1. Python version in the scheduler's PATH. On macOS, cron runs with a minimal PATH that resolves python3 to Apple's system /usr/bin/python3 (Python 3.9), which does not support the PEP 604 X | None syntax used in this package. The job will crash on import and fail silently. Fix by pinning the scheduler's PATH to your 3.10+ interpreter first:

# macOS crontab — put Homebrew Python ahead of Apple's system Python
PATH=/opt/homebrew/bin:/usr/local/bin:/usr/bin:/bin
30 3 * * * python -m archon_memory_core.consolidate >> ~/.local/log/amc-consolidate.log 2>&1

Or reference the interpreter explicitly:

30 3 * * * /opt/homebrew/bin/python3 -m archon_memory_core.consolidate >> ~/.log 2>&1

On Linux with a venv, the cleanest form is /path/to/venv/bin/python -m archon_memory_core.consolidate.

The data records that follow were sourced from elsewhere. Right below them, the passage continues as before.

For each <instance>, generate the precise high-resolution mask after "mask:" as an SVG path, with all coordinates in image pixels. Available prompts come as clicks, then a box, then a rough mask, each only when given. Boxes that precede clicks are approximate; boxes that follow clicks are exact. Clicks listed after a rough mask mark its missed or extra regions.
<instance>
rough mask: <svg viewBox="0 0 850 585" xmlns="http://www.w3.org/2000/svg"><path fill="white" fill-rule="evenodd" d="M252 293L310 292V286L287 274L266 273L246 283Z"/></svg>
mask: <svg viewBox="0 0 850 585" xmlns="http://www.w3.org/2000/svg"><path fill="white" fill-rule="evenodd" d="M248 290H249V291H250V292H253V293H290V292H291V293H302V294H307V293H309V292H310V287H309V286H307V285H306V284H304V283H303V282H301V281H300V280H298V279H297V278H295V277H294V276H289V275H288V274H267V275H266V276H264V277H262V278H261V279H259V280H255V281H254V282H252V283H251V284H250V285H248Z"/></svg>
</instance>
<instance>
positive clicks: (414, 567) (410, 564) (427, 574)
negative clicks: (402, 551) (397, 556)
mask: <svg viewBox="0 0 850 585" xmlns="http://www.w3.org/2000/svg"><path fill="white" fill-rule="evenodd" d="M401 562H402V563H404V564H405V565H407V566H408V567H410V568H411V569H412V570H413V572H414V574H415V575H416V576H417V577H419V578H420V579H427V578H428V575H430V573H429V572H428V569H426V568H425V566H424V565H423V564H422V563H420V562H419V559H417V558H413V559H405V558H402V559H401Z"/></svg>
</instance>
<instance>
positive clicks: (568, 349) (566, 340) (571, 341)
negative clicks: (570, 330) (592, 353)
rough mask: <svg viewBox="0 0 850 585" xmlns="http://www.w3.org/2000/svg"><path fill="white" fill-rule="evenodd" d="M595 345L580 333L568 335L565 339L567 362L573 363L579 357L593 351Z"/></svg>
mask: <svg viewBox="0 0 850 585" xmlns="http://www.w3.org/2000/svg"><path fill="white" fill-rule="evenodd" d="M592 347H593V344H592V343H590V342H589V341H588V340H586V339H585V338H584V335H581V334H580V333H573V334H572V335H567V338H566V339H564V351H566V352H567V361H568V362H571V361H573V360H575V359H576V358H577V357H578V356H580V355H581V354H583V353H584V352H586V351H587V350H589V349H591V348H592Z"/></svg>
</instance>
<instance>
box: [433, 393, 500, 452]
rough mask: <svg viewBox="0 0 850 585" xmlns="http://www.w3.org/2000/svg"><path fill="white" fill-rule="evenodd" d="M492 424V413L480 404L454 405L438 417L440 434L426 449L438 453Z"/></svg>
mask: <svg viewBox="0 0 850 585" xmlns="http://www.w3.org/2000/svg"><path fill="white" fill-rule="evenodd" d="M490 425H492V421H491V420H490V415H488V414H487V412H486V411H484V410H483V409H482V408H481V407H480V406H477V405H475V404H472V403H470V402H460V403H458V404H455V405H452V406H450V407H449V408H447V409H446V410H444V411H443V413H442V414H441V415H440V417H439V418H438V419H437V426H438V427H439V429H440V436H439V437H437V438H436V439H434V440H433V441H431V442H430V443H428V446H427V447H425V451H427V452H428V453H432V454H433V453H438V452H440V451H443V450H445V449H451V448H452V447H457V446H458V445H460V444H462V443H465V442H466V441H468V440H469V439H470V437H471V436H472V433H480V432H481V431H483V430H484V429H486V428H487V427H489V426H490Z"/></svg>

2. Monitor for silent failure. Because schedulers swallow stderr by default, consolidation can crash for weeks without notice — and memory quality degrades in the meantime (retrieval precision falls as near-duplicate chunks accumulate). Tail your log for Traceback and verify a successful completion record appears every ~24 hours. A one-line check:

grep -q '"dry_run": false' <(tail -n 500 ~/.log) && \
  find ~/.log -mmin -$((28*60)) | grep -q . && echo OK || echo STALE

Wire that into whatever monitoring you already have (Healthchecks.io, PagerDuty, a Slack webhook — this is a low-cardinality check, no heavy infra needed).


Roadmap

  • Q2 2026 — shipped: AMB v2.3 longitudinal benchmark (90-day simulated decay, daily contradiction injection, preregistered grid). Public leaderboard live.
  • Q2 2026 — in flight: Mem0 + MemGPT + Letta adapters submitted to the leaderboard. Hosted dashboard at divergencerouter.com/amc/.
  • Q3 2026: Pro tier (memory health dashboard, eval runs, replay debugger). See ROADMAP.md and PRICING.md.
  • Q4 2026: Multilingual benchmark suite. Enterprise private-VPC deploy.

Pricing

Free forever. The OSS library is complete and will remain so.

Paid tiers for observability, evals, team features, and hosted services are on the roadmap — see PRICING.md for the tier structure and ENTERPRISE.md for private-deploy details.


License

Apache 2.0. See LICENSE.

Contributing

See CONTRIBUTING.md. Benchmarks, adapters, and bug reports especially welcome.